I nod. “And there we go. We’ll put the subcore in the castle, and then we’ll never have to worry about adventurers destroying it. Although…”
Rose tilts their head and I furrow my brow at them.
“Can you move your main core here and have your subcore in the old dungeon?”
***
Yeah, so. I can safely say that other gods piss me off.
I’m reclined on my divan as I usually am in these obnoxious ‘private audences’, although usually they’re with some head of whatever trade federation or deacon of the church of dribbling bile or whatever the fuck.
This time, it’s another god. Last time I did this song and dance it was Dolos – for all that wasn’t worth.
Snootily laughing, the woman across from me stuffs yet another of the pastries Olive has repeatedly replenished into her face, making no effort to maintain any kind of decorum.
“Ahaha… aha.
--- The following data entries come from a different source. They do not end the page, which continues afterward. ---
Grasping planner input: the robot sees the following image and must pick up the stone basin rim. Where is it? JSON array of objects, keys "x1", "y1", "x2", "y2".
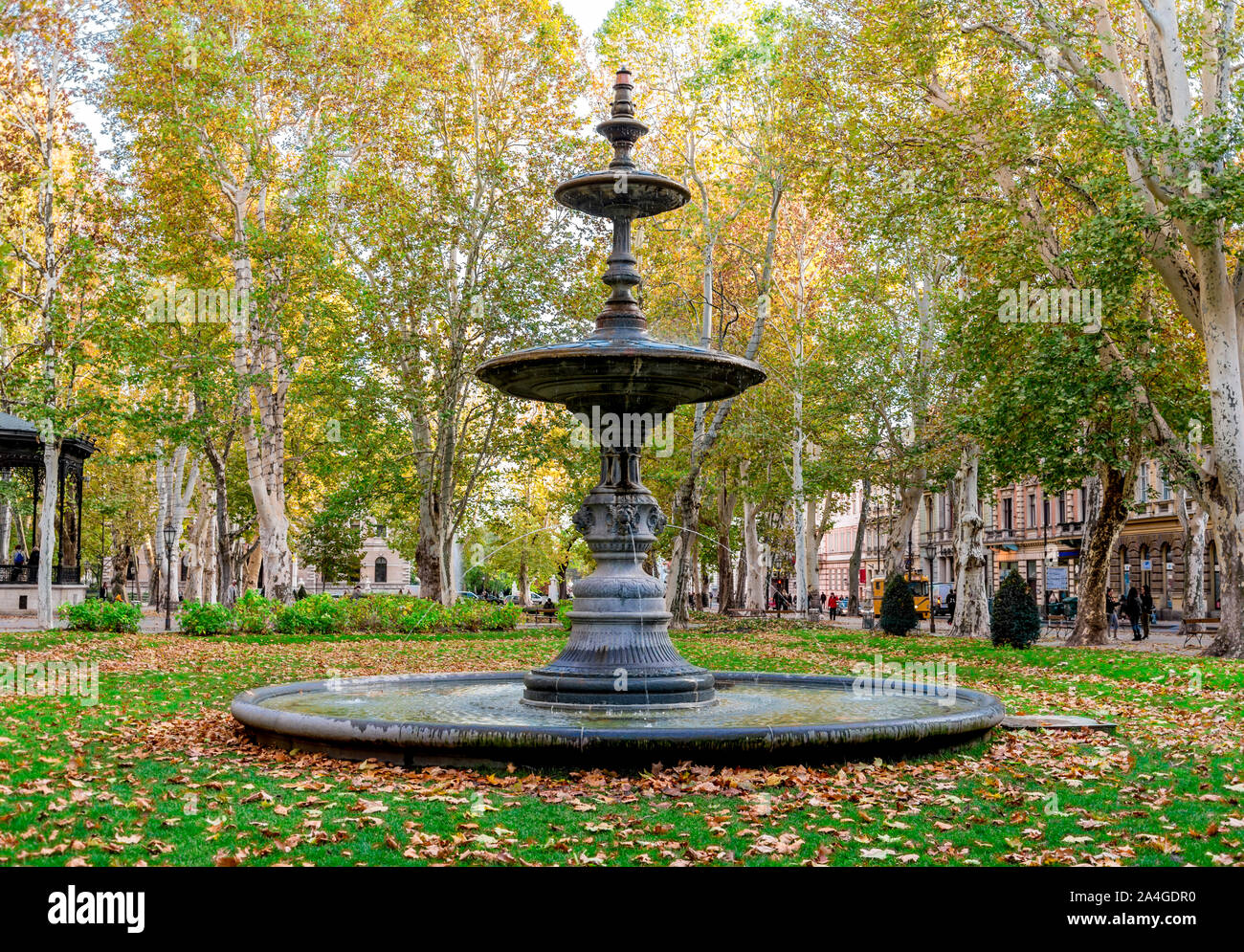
[{"x1": 231, "y1": 671, "x2": 1007, "y2": 753}]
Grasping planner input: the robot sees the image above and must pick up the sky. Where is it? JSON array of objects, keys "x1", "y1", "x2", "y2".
[
  {"x1": 560, "y1": 0, "x2": 614, "y2": 36},
  {"x1": 74, "y1": 0, "x2": 617, "y2": 149}
]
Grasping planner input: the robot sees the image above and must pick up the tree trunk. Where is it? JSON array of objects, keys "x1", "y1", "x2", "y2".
[
  {"x1": 1067, "y1": 464, "x2": 1136, "y2": 645},
  {"x1": 950, "y1": 443, "x2": 989, "y2": 638},
  {"x1": 108, "y1": 529, "x2": 133, "y2": 601},
  {"x1": 717, "y1": 472, "x2": 739, "y2": 615},
  {"x1": 886, "y1": 467, "x2": 924, "y2": 579},
  {"x1": 515, "y1": 546, "x2": 531, "y2": 605},
  {"x1": 204, "y1": 440, "x2": 233, "y2": 605},
  {"x1": 731, "y1": 537, "x2": 747, "y2": 608},
  {"x1": 847, "y1": 476, "x2": 872, "y2": 615},
  {"x1": 1174, "y1": 489, "x2": 1210, "y2": 637}
]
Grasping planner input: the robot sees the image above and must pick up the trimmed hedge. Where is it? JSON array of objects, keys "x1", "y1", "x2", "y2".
[
  {"x1": 233, "y1": 588, "x2": 283, "y2": 634},
  {"x1": 177, "y1": 590, "x2": 522, "y2": 634},
  {"x1": 57, "y1": 599, "x2": 144, "y2": 633},
  {"x1": 880, "y1": 572, "x2": 921, "y2": 634},
  {"x1": 177, "y1": 601, "x2": 236, "y2": 634},
  {"x1": 277, "y1": 595, "x2": 348, "y2": 634}
]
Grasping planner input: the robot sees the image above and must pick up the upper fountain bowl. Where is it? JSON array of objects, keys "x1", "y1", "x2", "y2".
[
  {"x1": 552, "y1": 166, "x2": 692, "y2": 220},
  {"x1": 476, "y1": 334, "x2": 766, "y2": 414},
  {"x1": 476, "y1": 70, "x2": 766, "y2": 414}
]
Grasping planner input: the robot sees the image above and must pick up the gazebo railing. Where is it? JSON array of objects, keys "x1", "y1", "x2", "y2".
[{"x1": 0, "y1": 563, "x2": 82, "y2": 585}]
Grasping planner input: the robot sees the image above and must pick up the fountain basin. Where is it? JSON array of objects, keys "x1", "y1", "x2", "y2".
[{"x1": 232, "y1": 671, "x2": 1005, "y2": 766}]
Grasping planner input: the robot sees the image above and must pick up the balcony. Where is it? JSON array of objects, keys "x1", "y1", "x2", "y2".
[{"x1": 0, "y1": 563, "x2": 82, "y2": 585}]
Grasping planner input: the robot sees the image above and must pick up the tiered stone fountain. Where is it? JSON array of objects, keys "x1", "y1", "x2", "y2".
[{"x1": 233, "y1": 70, "x2": 1004, "y2": 764}]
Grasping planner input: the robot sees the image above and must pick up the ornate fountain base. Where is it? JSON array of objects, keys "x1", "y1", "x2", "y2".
[{"x1": 522, "y1": 447, "x2": 716, "y2": 709}]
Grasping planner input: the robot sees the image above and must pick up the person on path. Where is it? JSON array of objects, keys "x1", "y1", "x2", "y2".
[{"x1": 1123, "y1": 585, "x2": 1141, "y2": 641}]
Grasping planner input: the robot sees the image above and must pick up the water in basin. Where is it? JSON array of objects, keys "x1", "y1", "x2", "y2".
[{"x1": 258, "y1": 677, "x2": 974, "y2": 732}]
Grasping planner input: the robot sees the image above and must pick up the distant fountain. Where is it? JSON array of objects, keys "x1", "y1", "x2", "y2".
[{"x1": 233, "y1": 70, "x2": 1004, "y2": 764}]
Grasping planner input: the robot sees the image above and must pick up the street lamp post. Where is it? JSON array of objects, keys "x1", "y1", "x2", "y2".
[{"x1": 165, "y1": 522, "x2": 177, "y2": 631}]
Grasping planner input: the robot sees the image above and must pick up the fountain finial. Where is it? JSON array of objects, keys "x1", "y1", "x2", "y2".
[{"x1": 596, "y1": 66, "x2": 648, "y2": 170}]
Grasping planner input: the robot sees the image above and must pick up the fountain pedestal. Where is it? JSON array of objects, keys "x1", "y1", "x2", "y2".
[{"x1": 522, "y1": 447, "x2": 714, "y2": 709}]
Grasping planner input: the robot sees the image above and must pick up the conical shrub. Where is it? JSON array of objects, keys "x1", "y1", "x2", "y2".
[
  {"x1": 880, "y1": 572, "x2": 921, "y2": 634},
  {"x1": 989, "y1": 568, "x2": 1041, "y2": 649}
]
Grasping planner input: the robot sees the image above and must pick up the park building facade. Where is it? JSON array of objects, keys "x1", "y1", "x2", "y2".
[{"x1": 817, "y1": 460, "x2": 1222, "y2": 618}]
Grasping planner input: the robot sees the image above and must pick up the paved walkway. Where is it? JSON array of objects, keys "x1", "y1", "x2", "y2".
[
  {"x1": 822, "y1": 617, "x2": 1210, "y2": 655},
  {"x1": 0, "y1": 608, "x2": 177, "y2": 631},
  {"x1": 0, "y1": 606, "x2": 1210, "y2": 657}
]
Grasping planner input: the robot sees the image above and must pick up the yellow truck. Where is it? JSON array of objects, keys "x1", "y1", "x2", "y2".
[{"x1": 872, "y1": 572, "x2": 929, "y2": 621}]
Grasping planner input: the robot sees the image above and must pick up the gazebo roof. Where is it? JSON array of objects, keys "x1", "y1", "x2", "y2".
[{"x1": 0, "y1": 412, "x2": 96, "y2": 465}]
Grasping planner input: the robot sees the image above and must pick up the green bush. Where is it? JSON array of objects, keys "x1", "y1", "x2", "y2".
[
  {"x1": 57, "y1": 599, "x2": 144, "y2": 632},
  {"x1": 398, "y1": 597, "x2": 448, "y2": 632},
  {"x1": 233, "y1": 588, "x2": 281, "y2": 634},
  {"x1": 177, "y1": 601, "x2": 236, "y2": 634},
  {"x1": 343, "y1": 595, "x2": 415, "y2": 631},
  {"x1": 989, "y1": 568, "x2": 1041, "y2": 649},
  {"x1": 277, "y1": 595, "x2": 348, "y2": 634},
  {"x1": 880, "y1": 572, "x2": 921, "y2": 634}
]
Yes, well. Thank you for taking the time to visit, Lady Epione.”
“Oh, please!” she says, wiping crumbs from her cheek and only succeeding in smearing the rest already there. “Just Epione is fine. We’re both divines here, after all. Well, except for your retainer there.”
My fox maid doesn’t take her bait, which I appreciate. This growth goddess has been making efforts to push everyone’s buttons since she got here, and I’m not quite sure why.
“Tell me then, was that performance entirely orchestrated? Dolos wrote the script himself, didn’t he? It was quite a show, yes it was!”
Wait.
I furrow my brow at her. “Show? Script? What are you talking about?”
“Oh, oh!” she chortles, “You mean to tell me that was entirely deliberate? Ahahahaha! Oh my goodness, you’re very, very new to this, aren’t you? Spending all that energy on a single mortal?”
…
“Eh… I’m not sure I follow…”
Epione’s face goes dead serious. “You… you don’t even know you’re in the games now? Seriously? Did you realize that entire production you put on to terrorize that singular mortal for a minor transgression was broadcast to all the heavens?”
…
“Gods… you really don’t. You really don’t know?” she says, beginning to giggle again.
“Well,” I shrug, “it’s not like it will change how I run my plane. Whatever. As long as you all aren’t meddling in every gods-damned thing I do here, go ahead and watch I guess.”
She smugly grins back. “Oh don’t you worry, dearie. We’re already all over here, and most of us aren’t just watching. Oh, but speaking of meddling!”
Hm?
She turns her head toward my retainers standing behind me…
Specifically, Pearl.
“What in blazes are you doing, girl? I gave you a Class and a mission! You had a perfect opportunity to purge a particularly noxious undead and instead you formed a party with it!”
Pearl stiffens at the rebuke and then stammers, “I… b-but, I-”
“No buts, girl. You failed spectacularly, and I have no need for failures.”
The goddess turns back toward me and continues with a dismissive huff. “Since she cares more about an abomination like you than her own patron’s divine orders, you can keep her. She’s clearly of no use to me. Ah, but don’t worry about any more of these formalities, I’ll see myself out; you dark pantheon types are all the same, doom and gloom and terror and fear. I’m looking forward to watching the long list of would-be Heroes who come to purge you. Ta!”
And in a burst of leaves, she’s gone.
Along with the remaining pastries, and the silver serving set.
“Wait, what the fuck? Do all gods suck this bad?” I snarl…
Loudly enough that I almost miss the sound of the human priestess slumping to the ground behind me.